Sara: “Sometimes with parenting, when I have felt overwhelmed or exhausted or at wit’s end, it’s hard to keep my eye on the end result and I sometimes operate out of anxiety or fear, or I’m reacting instead of really anticipating and laying out where I want to end up.”
Sara: “It’s such a wonderful feeling to know that we could be intentional about the process, rather than reactive.”
Sara: “The measure isn’t what’s out there in the world. The measure is so much more what’s inside of them.”
Sara: “Now I consider beginning with the end in mind. And that is ‘What is my definition of success for my children? What is my husband’s definition? Are we on the same page?’.”
Audrey: “Sometimes the information in the parenting world is giving people a list, or saying you must do this thing for your child to turn out okay. And that is just absurd to think that there is a list of classes or curricula or activities that are going to guarantee your child’s success. And I almost think it could do the opposite if you overwhelm yourself or your child with trying to keep up with all of these so-called things that we must do.”
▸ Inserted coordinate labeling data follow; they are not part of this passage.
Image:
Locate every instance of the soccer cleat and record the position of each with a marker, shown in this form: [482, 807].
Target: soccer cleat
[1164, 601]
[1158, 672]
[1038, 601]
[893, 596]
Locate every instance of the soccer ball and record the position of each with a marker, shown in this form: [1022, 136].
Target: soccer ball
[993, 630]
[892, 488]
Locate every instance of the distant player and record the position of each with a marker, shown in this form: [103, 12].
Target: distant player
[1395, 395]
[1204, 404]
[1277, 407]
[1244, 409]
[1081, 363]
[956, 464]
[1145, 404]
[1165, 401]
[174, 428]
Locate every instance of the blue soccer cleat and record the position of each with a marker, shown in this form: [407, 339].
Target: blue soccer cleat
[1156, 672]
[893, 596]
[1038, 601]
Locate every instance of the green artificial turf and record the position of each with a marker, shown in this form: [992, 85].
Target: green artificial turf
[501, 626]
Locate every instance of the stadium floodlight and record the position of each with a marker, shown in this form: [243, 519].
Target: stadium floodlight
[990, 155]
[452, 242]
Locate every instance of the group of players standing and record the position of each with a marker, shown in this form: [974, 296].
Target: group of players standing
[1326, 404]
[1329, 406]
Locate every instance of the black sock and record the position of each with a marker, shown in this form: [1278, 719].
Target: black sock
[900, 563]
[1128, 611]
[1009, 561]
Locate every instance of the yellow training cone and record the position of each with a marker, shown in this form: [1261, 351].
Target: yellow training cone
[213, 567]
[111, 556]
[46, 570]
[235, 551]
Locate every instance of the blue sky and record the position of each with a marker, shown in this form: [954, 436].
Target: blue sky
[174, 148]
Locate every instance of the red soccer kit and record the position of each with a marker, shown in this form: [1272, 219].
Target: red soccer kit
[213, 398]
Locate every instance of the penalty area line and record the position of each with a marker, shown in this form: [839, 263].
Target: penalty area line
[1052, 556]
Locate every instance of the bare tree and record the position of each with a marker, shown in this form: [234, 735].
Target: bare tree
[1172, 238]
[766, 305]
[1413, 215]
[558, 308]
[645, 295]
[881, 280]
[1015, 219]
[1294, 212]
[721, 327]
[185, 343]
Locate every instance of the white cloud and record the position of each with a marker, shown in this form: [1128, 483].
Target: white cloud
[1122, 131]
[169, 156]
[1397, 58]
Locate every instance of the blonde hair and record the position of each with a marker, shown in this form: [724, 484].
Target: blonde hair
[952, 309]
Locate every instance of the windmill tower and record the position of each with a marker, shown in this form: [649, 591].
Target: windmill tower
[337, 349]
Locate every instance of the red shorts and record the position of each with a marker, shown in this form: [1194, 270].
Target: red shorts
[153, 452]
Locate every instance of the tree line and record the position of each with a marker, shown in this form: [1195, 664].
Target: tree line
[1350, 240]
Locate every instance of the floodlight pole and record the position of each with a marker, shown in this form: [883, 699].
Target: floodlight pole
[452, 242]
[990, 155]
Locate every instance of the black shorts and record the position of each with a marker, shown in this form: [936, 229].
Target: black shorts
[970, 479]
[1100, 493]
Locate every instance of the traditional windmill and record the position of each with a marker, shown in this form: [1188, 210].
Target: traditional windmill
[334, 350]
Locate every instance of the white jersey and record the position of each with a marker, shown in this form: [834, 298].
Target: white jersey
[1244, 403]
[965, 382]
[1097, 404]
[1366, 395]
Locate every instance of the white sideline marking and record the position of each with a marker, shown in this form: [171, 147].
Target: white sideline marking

Sara: “What would be the top three things that I would consider being a success for my children, as adults?”
Audrey: “What leads to a happy, healthy, flourishing life?”
Sara: “We have tried to stay committed to creating space and hang out times so our kids can deepen friendships on their own, in their own way, where parents are not meddling.”
Sara: “I think carving out time can feel unproductive, but it’s absolutely essential.”
Sara: “There’s a lot of friendship building at summer camps and those skills are absolutely essential to growing into adulthood, to the workplace, and certainly to family life and married life.”
Sara: “Creating space is huge, and I think also modeling- for us as parents to be role models.”
Audrey: “If you don’t have a family where you feel that connection, make one somewhere else.”
Audrey: “If we value healthy, deep, and enriching relationships, that might mean that we do things differently than our neighbors, or maybe some other people.”
Sara: “We can continue to choose to work out relationships and accept others for who they are and model forgiveness and model generosity and hospitality- even when it’s not easy.”
Audrey: “You’ve got to have a few people where you can be really real and kind of raw with.”
Sara: “Meaningful work doesn’t have to be a very glamorous, big deal. It could be something that’s very quiet but brings us joy. It could be something that’s even boring but produces something important and impactful. ”
Audrey: “To help our kids to start seeing those little sparks of time where they are fired up and they fire other people up, or they help in some way, that is just magical! That’s the big magic!”
Audrey: “A lot of research shows that having a faith of some kind is very meaningful and valuable for a flourishing life.”
Audrey: “We’re living in a time where people mostly are not connected with any faith and there’s a lot of negative press about religion.”